The area of a sector of a circle with radius $$r$$ and central angle $$\theta$$ is given by:
$$\text{Area} = \frac{\theta}{360^\circ} \pi r^2$$
The area is $$A$$, so
$$A = \frac{\theta}{360^\circ} \pi r^2$$
$$\theta = \frac{360^\circ A}{\pi r^2}$$
The perimeter ($$P$$) of the sector consists of the arc length ($$L$$) and the two radii. The arc length is a fraction of the circumference ($$C$$) of the whole circle, which is $$2\pi r$$:
$$L = \frac{\theta}{360^\circ} \cdot 2\pi r$$
$$L = \frac{\frac{360^\circ A}{\pi r^2}}{360^\circ} \cdot 2\pi r$$
$$L = \frac{2A}{r}$$
The perimeter $$P$$ is the sum of the arc length and the two radii:
$$P = L + 2r$$
$$P = \frac{2A}{r} + 2r$$
So, the expression for the perimeter of the sector in terms of $$r$$ and $$A$$ is:
$$P = \frac{2A}{r} + 2r$$

### Question The diagram shows a trapezium ABCD in which the coordinates of A, B and C are 4, 0, 0, 2 and h, 3h respectively.
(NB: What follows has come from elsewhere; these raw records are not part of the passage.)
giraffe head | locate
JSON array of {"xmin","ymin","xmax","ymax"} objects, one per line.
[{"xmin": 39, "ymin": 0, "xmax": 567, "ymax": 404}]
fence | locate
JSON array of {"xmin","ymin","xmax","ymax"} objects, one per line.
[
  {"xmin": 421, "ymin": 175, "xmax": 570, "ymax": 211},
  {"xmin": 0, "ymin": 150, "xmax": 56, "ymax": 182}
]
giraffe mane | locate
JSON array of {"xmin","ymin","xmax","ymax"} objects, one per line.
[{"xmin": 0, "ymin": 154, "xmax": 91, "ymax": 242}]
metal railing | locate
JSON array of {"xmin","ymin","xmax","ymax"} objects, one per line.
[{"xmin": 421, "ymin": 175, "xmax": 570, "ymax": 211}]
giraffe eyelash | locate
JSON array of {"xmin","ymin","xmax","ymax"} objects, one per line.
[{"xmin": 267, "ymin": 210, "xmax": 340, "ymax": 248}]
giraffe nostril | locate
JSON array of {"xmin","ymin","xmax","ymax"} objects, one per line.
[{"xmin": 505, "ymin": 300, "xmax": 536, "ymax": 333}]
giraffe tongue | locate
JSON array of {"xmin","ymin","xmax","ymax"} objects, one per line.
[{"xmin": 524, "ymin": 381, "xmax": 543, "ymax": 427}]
The lines BC and AD are parallel, angle ABC = 90Å and CD is parallel to the x-axis.
(i) Find, by calculation, the value of h.

(ii) Hence find the coordinates of D.

– Trapezium $\mathrm{ABCD}$ has coordinates for points $\mathrm{A}$, $\mathrm{B}$, and $\mathrm{C}$ as $(4,0), (0,2), \text{ and } (h,3h)$ respectively.
– The lines $\mathrm{BC}$ and $\mathrm{AD}$ are parallel.
– Angle $\mathrm{ABC} = 90^\circ$.
– Line segment $\mathrm{CD}$ is parallel to the $\mathrm{x}$-axis.
(i) Finding the value of $h$:
Gradient of $\mathrm{AB}$:
The gradient of a line segment is given by the change in $\mathrm{y}$ divided by the change in $\mathrm{x}$. For line $\mathrm{AB}$:
$$\text{Gradient of } \mathrm{AB} = \frac{\text{change in } \mathrm{y}}{\text{change in } \mathrm{x}} = \frac{0 – 2}{4 – 0} = -\frac{1}{2}$$
Gradient of $\mathrm{BC}$:
Since $\mathrm{BC}$ is perpendicular to $\mathrm{AB}$ and angle $\mathrm{ABC} = 90^\circ$, the product of the gradients of $\mathrm{AB}$ and $\mathrm{BC}$ is equal to -1.
$$\text{Gradient of } \mathrm{BC} = -\frac{1}{\text{Gradient of } \mathrm{AB}} = -\frac{1}{-\frac{1}{2}} = 2$$
Equation involving $h$:
Using the point-slope form of the equation of a line $$(y – y_1) = m(x – x_1)$$, where $$(x_1, y_1)$$ is a point on the line and $$m$$ is the gradient:
$$\frac{3h – 2}{h – 0} = 2$$
Solving this equation for $$h$$, we get $$h = 2$$.
(ii) Coordinates of $\mathrm{D}$:
Using the point-slope form for the line $\mathrm{AD}$ and the fact that it is perpendicular to $\mathrm{AB}$, we can express it as:
$$\frac{y – 0}{x – 4} = -\frac{1}{2}$$
Solving for $$y$$ when $$x = 7$$ (which is the x-coordinate for point $$\mathrm{D}$$), we get $$y = 2$$.
So, the coordinates of $$\mathrm{D}$$ are (7, 2).
Therefore, $$h = 2$$ and the coordinates of $$\mathrm{D}$$ are (7, 2).